Entire function with vanishing derivatives?
Solution 1:
Let $A_n$ be the set of points where $f^{(n)}(z)$ vanishes. Each $A_n$ is closed. By the Baire category theorem one of those sets must have a non empty interior which in turn implies that some derivative vanishes on an open ball. Therefore it is identically zero and $f$ is a polynomial.
Solution 2:
Let $n: [0,1] \to \{0,1,... \}$ be defined such that $n(x)$ is the smallest $k \ge 0$ such that $f^{(k)}(x) = 0$.
Since $[0,1]$ is uncountable, there must be some $k$ such that $Z=n^{-1} \{k\}$ has an infinite number of points. Since $[0,1]$ is compact, $Z$ has a limit point $p \in [0,1]$, and hence we have $f^{(k)}(z) = 0$ everywhere.
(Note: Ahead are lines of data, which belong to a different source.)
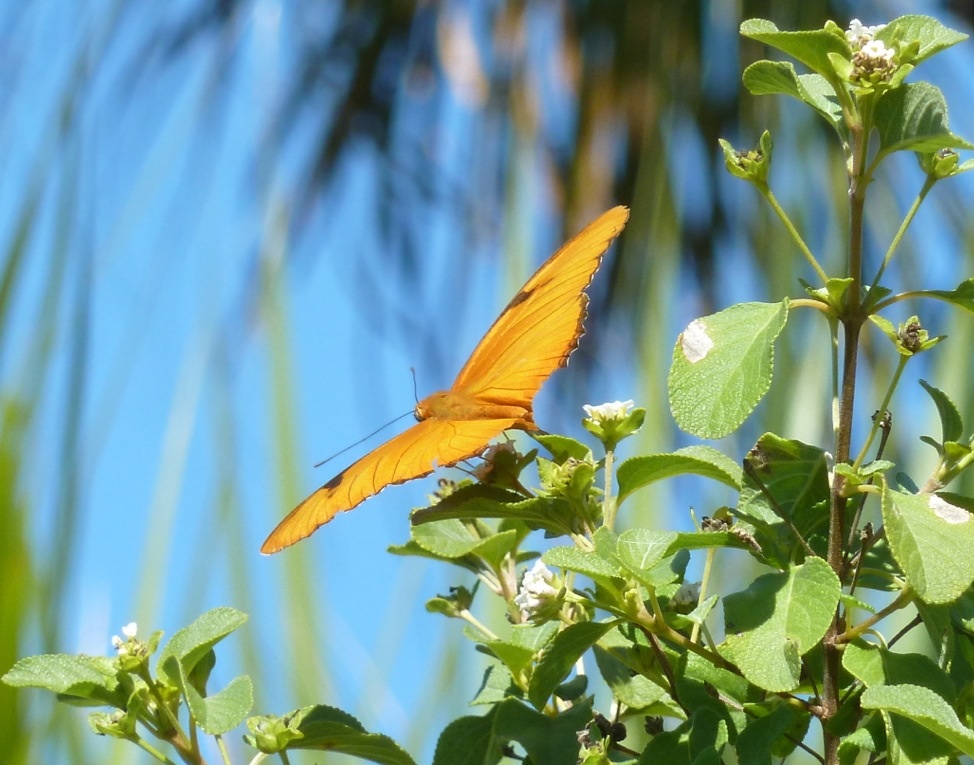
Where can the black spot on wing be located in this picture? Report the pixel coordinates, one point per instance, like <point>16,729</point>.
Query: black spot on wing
<point>336,481</point>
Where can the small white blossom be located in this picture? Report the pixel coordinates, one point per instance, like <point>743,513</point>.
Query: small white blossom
<point>120,644</point>
<point>536,588</point>
<point>858,34</point>
<point>687,595</point>
<point>614,410</point>
<point>876,50</point>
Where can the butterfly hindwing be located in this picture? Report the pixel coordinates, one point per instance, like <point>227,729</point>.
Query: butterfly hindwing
<point>412,454</point>
<point>534,336</point>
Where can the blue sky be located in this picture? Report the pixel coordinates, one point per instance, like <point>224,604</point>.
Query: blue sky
<point>173,216</point>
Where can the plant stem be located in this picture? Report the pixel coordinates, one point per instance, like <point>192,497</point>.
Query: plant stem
<point>902,600</point>
<point>609,503</point>
<point>783,216</point>
<point>927,185</point>
<point>852,321</point>
<point>883,407</point>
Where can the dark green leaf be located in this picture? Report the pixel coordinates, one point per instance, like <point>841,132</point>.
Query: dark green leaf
<point>706,461</point>
<point>914,117</point>
<point>560,656</point>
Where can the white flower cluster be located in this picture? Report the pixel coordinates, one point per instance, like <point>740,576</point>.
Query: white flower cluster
<point>865,46</point>
<point>858,34</point>
<point>615,410</point>
<point>129,630</point>
<point>535,590</point>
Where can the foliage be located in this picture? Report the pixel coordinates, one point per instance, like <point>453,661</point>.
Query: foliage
<point>843,537</point>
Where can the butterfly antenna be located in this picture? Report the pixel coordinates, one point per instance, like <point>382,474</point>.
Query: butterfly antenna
<point>362,440</point>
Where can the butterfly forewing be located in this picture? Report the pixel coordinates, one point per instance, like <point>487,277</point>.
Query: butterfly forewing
<point>541,325</point>
<point>532,338</point>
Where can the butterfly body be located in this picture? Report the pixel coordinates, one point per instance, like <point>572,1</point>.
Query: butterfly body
<point>494,391</point>
<point>458,405</point>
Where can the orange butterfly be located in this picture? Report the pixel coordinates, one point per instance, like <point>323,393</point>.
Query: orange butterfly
<point>494,391</point>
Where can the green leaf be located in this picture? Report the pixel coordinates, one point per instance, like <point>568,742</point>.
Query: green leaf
<point>324,728</point>
<point>634,690</point>
<point>591,564</point>
<point>560,656</point>
<point>548,740</point>
<point>700,460</point>
<point>497,685</point>
<point>192,643</point>
<point>84,677</point>
<point>451,539</point>
<point>468,741</point>
<point>722,367</point>
<point>795,474</point>
<point>931,540</point>
<point>766,78</point>
<point>758,740</point>
<point>780,617</point>
<point>562,447</point>
<point>874,665</point>
<point>639,550</point>
<point>924,707</point>
<point>811,47</point>
<point>221,712</point>
<point>932,36</point>
<point>522,646</point>
<point>962,296</point>
<point>952,426</point>
<point>484,501</point>
<point>914,117</point>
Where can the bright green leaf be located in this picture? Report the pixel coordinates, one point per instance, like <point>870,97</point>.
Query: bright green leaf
<point>952,426</point>
<point>811,47</point>
<point>590,564</point>
<point>548,740</point>
<point>221,712</point>
<point>634,690</point>
<point>779,78</point>
<point>780,617</point>
<point>722,367</point>
<point>962,296</point>
<point>639,550</point>
<point>560,656</point>
<point>914,117</point>
<point>931,540</point>
<point>192,643</point>
<point>86,677</point>
<point>932,36</point>
<point>922,706</point>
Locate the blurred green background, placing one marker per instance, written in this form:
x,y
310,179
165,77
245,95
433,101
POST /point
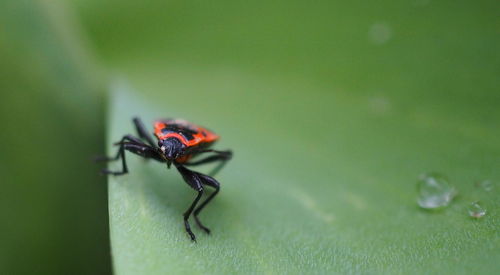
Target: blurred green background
x,y
362,95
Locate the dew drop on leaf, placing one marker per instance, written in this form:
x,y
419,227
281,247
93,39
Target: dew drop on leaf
x,y
434,191
486,185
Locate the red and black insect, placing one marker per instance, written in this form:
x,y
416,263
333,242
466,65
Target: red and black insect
x,y
178,141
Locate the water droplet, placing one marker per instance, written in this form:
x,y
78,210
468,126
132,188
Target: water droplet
x,y
434,191
475,210
486,185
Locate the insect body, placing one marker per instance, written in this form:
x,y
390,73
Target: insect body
x,y
178,141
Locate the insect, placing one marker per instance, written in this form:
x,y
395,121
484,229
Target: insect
x,y
178,142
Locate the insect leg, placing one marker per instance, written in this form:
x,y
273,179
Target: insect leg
x,y
144,151
222,156
141,130
210,182
129,138
193,180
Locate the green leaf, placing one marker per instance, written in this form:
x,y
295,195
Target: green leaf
x,y
320,183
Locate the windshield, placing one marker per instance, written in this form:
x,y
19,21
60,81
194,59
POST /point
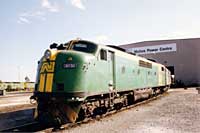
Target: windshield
x,y
84,47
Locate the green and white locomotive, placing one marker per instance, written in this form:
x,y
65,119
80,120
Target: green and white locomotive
x,y
81,79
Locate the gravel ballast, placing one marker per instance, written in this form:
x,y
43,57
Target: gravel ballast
x,y
177,111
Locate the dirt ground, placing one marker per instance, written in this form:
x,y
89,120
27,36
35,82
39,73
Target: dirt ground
x,y
14,102
178,111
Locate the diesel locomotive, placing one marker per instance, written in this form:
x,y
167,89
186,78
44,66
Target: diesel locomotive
x,y
82,79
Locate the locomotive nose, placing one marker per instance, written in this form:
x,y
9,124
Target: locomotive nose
x,y
69,73
46,71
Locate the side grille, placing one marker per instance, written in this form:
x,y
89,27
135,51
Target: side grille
x,y
60,87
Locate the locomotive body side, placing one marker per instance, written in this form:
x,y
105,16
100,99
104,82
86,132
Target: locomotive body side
x,y
76,80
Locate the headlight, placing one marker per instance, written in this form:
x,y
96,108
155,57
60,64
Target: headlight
x,y
47,54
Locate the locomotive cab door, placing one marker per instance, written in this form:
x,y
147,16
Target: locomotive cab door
x,y
111,71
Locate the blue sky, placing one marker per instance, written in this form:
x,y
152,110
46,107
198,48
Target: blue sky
x,y
27,27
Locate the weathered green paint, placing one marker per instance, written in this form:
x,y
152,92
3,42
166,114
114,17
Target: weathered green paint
x,y
93,75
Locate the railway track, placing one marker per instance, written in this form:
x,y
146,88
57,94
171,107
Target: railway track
x,y
35,126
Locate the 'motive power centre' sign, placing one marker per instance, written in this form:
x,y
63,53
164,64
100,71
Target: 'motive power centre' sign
x,y
154,49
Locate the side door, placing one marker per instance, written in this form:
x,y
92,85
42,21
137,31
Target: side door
x,y
111,70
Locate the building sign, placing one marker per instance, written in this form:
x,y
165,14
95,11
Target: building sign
x,y
154,49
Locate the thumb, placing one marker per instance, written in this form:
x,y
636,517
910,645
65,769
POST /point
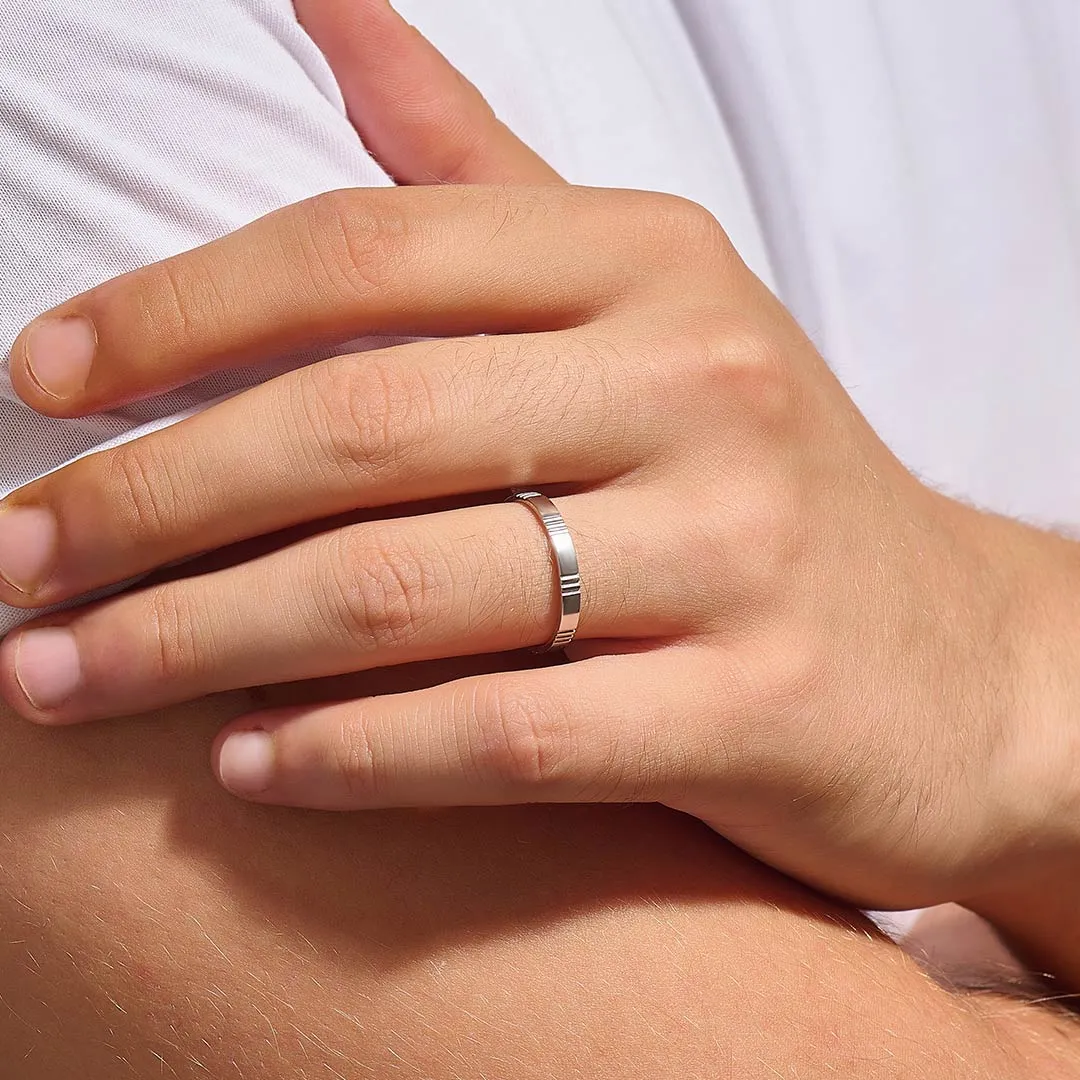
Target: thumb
x,y
420,118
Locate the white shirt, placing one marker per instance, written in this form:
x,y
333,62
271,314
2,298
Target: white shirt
x,y
905,173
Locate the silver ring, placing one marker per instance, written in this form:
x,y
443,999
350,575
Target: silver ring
x,y
564,559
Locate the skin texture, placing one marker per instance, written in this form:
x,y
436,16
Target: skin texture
x,y
154,926
784,633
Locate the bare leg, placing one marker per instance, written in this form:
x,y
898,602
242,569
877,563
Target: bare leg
x,y
152,926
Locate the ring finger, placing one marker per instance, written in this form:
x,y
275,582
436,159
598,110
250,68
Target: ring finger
x,y
461,582
395,426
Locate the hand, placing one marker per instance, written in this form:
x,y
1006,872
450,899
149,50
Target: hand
x,y
783,632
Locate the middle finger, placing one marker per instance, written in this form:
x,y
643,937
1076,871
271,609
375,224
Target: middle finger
x,y
456,583
414,422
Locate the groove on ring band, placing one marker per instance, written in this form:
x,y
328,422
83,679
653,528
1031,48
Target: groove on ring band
x,y
564,558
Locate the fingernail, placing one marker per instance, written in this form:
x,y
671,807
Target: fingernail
x,y
59,353
245,763
28,537
46,665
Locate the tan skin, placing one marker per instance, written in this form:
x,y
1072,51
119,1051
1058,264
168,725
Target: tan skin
x,y
229,886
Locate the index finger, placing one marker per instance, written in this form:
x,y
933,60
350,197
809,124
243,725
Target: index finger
x,y
427,260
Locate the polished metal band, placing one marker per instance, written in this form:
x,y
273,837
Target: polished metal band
x,y
564,559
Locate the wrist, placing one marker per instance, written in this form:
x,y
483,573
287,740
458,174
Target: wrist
x,y
1033,895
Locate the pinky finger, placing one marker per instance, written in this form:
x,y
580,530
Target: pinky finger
x,y
609,728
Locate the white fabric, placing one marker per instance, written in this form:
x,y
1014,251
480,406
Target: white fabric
x,y
914,165
136,129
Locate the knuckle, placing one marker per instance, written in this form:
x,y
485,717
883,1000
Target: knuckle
x,y
684,228
352,760
143,495
173,643
745,373
386,594
370,415
350,243
522,737
174,296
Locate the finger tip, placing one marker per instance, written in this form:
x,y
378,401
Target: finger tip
x,y
244,760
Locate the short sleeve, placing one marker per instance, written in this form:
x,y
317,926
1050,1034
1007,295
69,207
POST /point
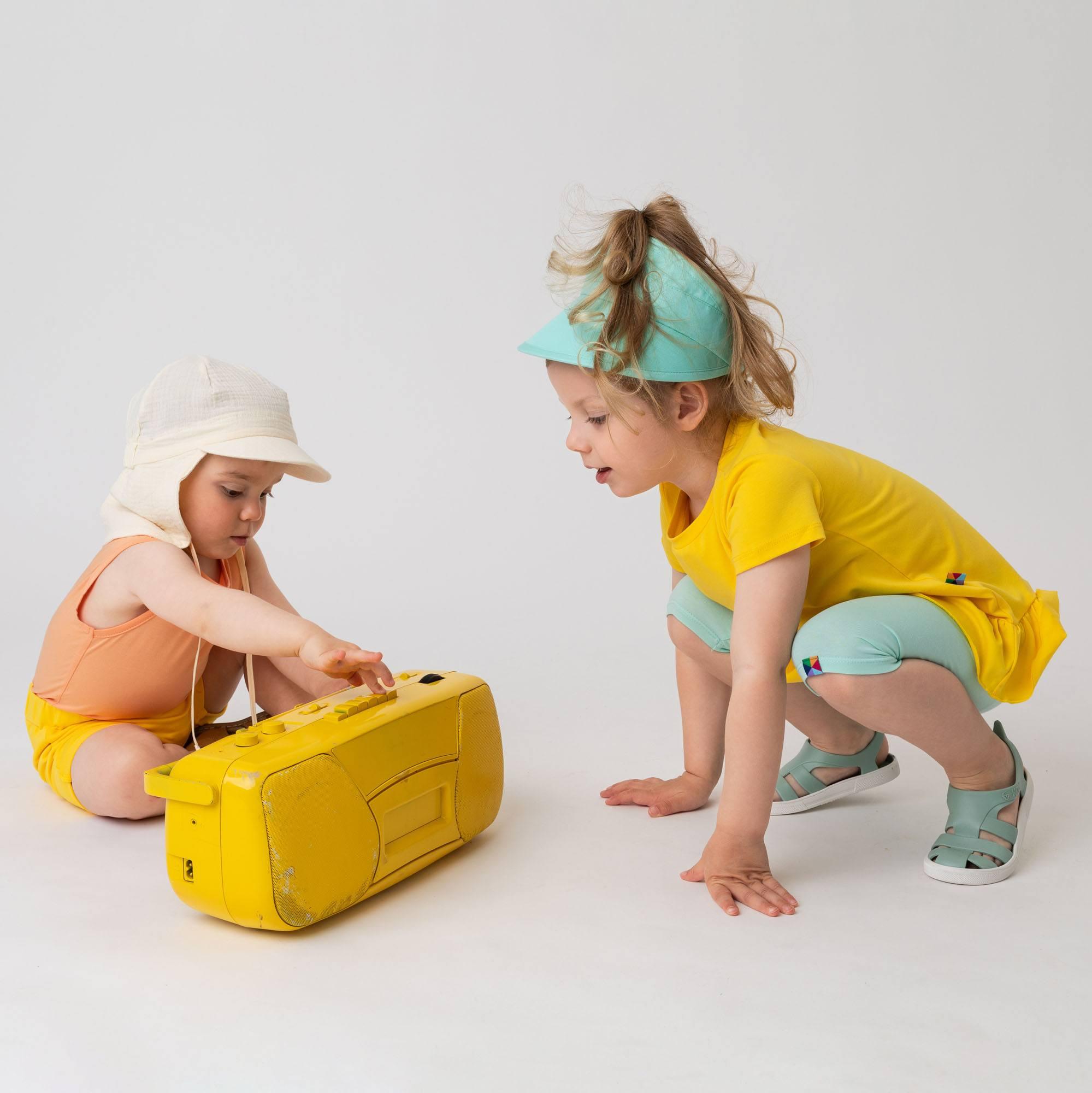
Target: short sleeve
x,y
774,508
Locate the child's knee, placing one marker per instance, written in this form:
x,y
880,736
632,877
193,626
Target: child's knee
x,y
108,778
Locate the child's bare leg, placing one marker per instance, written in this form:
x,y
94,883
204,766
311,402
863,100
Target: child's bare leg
x,y
108,771
928,706
826,727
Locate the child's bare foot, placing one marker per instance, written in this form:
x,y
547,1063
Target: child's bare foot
x,y
684,794
828,775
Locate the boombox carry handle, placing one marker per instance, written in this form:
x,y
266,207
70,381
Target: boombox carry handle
x,y
158,783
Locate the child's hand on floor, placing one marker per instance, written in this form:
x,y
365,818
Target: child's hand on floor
x,y
684,794
735,868
347,662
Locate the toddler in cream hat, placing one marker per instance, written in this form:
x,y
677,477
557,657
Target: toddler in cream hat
x,y
153,639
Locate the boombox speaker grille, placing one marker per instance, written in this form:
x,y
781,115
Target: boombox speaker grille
x,y
323,840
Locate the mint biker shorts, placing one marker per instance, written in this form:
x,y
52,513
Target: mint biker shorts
x,y
866,637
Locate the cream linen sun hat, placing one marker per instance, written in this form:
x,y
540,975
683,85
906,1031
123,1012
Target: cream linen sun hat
x,y
193,408
197,407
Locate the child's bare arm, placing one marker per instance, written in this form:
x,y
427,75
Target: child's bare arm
x,y
704,702
768,606
167,584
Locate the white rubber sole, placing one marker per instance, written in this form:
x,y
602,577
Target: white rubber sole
x,y
952,876
843,789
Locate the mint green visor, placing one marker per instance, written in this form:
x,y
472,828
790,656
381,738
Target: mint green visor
x,y
692,337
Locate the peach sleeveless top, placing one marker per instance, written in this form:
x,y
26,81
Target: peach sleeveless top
x,y
141,668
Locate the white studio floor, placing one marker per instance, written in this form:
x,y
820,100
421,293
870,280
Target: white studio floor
x,y
560,950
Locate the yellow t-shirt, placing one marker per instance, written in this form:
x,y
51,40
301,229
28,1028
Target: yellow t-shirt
x,y
874,532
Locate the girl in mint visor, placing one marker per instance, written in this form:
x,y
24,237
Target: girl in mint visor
x,y
810,583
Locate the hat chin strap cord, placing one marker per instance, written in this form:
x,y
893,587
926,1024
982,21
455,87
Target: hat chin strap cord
x,y
250,661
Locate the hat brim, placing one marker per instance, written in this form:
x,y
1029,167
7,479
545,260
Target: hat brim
x,y
558,342
273,450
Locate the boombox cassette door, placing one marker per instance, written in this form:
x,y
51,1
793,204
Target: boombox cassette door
x,y
415,817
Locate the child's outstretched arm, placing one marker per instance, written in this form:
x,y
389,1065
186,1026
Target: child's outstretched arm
x,y
704,703
166,583
734,865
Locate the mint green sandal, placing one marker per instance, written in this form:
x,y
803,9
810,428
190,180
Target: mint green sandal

Elaboration: Let $p_n \in Z$ such that $p_n \to p$. Since $f^{(k)}(p_n) = 0$, the identify theorem (https://en.wikipedia.org/wiki/Identity_theorem) shows that $f^{(k)}(z) = 0$ everywhere from which it follows that $f$ is a polynomial (take the power series expansion around any point).
Solution 3:
we can also solve this without using baire category theorem..
we can use the fact that zeros of non zero analytic function is countable. Note that union of $A_{n}$ is $\mathbb{C}$ thus we must have some fix derivative identically 0. Now use power series and analytic continuation.